(DCP081) SYSTEMIC INHIBITION OF BRANCHED CHAIN AMINOTRANSFERASE 2 (BCAT2), BUT NOT MUSCLE-SPECIFIC DELETION OF BCAT2, ENHANCES GLUCOSE HOMEOSTASIS IN OBESE AND INSULIN RESISTANT MICE

Background: Branched-chain amino acids (BCAAs) and their subsequent catabolic metabolites, branched-chain alpha-ketoacids (BCKAs), have been identified as potential biomarkers for insulin resistance and type 2 diabetes. However, the specific role and relative contribution of BCAAs versus BCKAs in mediating insulin resistance at the systemic and muscular levels remains unknown. To investigate these questions, we employed a branched-chain aminotransferase 2 (BCAT2)-selective inhibitor to attenuate the global expression of mitochondrial BCAT2, which converts BCAAs to BCKAs, and also generated muscle-specific Bcat2 knockout (Bcat2SkM-/-) mice.

METHODS AND RESULTS: Eight-week-old C57BL/6J mice, or Bcat2SkM-/- mice and their control human α-skeletal actin Cre (HSACre) littermates were fed a high-fat diet for eight weeks to induce obesity and insulin resistance. Subsequently, C57BL/6J obese mice treated with either vehicle control or a BCAT2-selective inhibitor at a dose of 100 mg/kg/day for three weeks, along with Bcat2SkM-/- obese mice and their littermates, underwent assessment of glucose homeostasis via glucose and insulin tolerance tests and whole-body energy metabolism using indirect calorimetry.

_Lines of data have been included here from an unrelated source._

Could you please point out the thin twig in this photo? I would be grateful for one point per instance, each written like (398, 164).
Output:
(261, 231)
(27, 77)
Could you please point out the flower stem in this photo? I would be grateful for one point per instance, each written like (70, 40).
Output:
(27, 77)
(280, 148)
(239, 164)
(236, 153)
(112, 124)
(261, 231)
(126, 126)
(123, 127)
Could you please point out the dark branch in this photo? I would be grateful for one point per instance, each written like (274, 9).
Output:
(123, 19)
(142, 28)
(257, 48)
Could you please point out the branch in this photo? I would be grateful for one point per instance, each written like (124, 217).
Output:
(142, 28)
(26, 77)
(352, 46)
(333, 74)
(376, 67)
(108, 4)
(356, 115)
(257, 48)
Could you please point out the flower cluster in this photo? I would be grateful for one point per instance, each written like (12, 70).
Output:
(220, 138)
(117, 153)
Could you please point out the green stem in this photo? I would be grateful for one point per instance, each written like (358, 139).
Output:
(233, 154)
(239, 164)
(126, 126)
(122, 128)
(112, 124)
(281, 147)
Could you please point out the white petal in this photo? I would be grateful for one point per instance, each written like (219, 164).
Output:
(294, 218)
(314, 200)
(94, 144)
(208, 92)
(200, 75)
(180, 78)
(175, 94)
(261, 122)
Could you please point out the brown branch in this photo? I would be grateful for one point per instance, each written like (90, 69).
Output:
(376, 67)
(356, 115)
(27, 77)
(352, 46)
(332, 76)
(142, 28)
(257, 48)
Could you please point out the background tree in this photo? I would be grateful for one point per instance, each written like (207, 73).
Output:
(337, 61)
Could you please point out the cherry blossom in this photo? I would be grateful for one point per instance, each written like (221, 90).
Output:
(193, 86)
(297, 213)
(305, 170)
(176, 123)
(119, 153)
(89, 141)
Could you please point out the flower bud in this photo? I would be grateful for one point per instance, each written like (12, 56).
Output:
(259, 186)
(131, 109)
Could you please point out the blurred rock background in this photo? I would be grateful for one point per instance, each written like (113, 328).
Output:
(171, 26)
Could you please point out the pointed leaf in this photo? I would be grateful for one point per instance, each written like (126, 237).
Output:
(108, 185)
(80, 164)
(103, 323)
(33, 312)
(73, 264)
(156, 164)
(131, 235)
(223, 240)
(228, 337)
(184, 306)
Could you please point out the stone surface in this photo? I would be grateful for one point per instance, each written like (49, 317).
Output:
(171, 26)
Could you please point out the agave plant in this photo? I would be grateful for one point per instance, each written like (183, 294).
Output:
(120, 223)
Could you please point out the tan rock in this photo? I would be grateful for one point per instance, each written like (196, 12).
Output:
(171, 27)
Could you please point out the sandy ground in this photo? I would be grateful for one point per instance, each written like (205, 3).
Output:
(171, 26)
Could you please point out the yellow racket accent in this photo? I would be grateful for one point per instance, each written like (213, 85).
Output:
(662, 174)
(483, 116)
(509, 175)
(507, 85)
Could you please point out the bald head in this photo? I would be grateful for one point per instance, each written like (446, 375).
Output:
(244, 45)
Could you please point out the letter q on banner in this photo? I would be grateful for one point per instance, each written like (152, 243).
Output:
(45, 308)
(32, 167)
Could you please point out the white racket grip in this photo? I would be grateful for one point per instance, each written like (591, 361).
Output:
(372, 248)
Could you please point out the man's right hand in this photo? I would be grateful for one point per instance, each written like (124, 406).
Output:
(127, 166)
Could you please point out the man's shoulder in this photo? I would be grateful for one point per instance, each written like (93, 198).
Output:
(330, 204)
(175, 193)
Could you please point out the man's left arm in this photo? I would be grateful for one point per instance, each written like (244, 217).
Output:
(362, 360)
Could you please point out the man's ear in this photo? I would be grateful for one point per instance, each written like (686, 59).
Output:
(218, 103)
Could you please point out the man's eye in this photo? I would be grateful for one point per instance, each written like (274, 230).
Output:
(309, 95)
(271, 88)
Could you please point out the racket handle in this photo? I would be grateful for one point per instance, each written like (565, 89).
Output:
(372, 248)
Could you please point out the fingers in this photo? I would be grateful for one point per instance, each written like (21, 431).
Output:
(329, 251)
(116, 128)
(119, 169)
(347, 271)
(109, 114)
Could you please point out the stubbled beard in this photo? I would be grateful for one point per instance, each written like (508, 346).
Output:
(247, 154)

Results: Treating C57BL/6J obese mice with a BCAT2-selective inhibitor significantly improved glucose tolerance and insulin sensitivity, without any apparent changes in body weight and energy expenditure. Interestingly, the improvement in glucose homeostasis induced by the BCAT2 inhibitor was accompanied by a systemic decrease in BCKA and an increase in BCAA concentrations, and a phenotype that was reversed upon supplementation with BCKAs. Unlike the whole-body inhibitor, Bcat2SkM-/- obese mice displayed no changes in glucose homeostasis, even though the levels of BCKA in their muscles were significantly reduced and the levels of BCAA were elevated. Moreover, treatment with a BCAT2 inhibitor in Bcat2SkM-/- obese mice resulted in improved glucose homeostasis, indicating that the accumulation of BCKAs, rather than BCAAs, is associated with insulin resistance in tissues beyond muscle. Notably, the deletion of muscle Bcat2 led to increased levels of BCAAs in muscle. This promoted protein synthesis and enhanced exercise performance in mice by activating downstream targets of mTOR, such as 4E-BP1 and p70S6K.

Conclusion: This study establishes a critical role of BCAAs relative to BCKAs in promoting insulin resistance at both the whole-body and muscle levels. Furthermore, our results demonstrate that systemic inhibition of BCAT2 enhances glucose homeostasis, presumably by reducing BCKA levels in organs other than muscle, such as adipose tissue and/or the brain.